States that limit abortion in US medical care under the Hyde Amendment are:
- District of Columbia
- New Hampshire
- North Carolina
- North Dakota
- Rhode Island
- South Carolina
- South Dakota
- West Virginia
That means nearly 8 million people of child-bearing age who live in these states are not covered for abortion services because of the Hyde Amendment. Moreover, abortion rates in the US are highest in restrictive states in a new study by the Guttmacher Institute.
States with fully covered abortion medical care are:
- New Mexico
(List is taken from Kaiser Family Foundation)
The Medicaid restrictions place the biggest burden on low-income people.
Abortion laws 2020
The abortion laws in 2020 are much dependent on the upcoming election.
To be eligible, you have to make less than 138% of the federal poverty line.

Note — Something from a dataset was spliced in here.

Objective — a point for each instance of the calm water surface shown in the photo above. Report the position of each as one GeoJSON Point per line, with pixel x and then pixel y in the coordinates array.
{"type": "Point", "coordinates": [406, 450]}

For a single person, that is less than $18,000 annual income, for a family of two, it is $24,000, and for a family of three, it’s about $30,000.
In a BMC Women’s Health Journal article, a study of 269 women from 2015-2017 in Louisiana, a state that doesn’t cover abortion through Medicaid, shows that 29% of women would have had an abortion if Medicaid covered it. It is the intended effect for anti-abortion advocates: fewer people having abortions.
The two candidates for this year’s election are firmly in their devotee corners on the abortion access issue, but this wasn’t always the scenario. Joe Biden took office in the Senate in 1973, the same year Roe vs. Wade passed. He has supported the Hyde Amendment since it entered the federal spending bill in 1976. But in 2020, the State you live in, and the amount of money you have are the biggest factors in whether someone can access an abortion.
Joe Biden has presented the same reasoning to express his change of opinion about the Hyde Amendment. He doesn’t support the amendment now and calls for reconstructing of the law. On the other hand, Trump has only dug deeper into his anti-abortion position for abortion in US.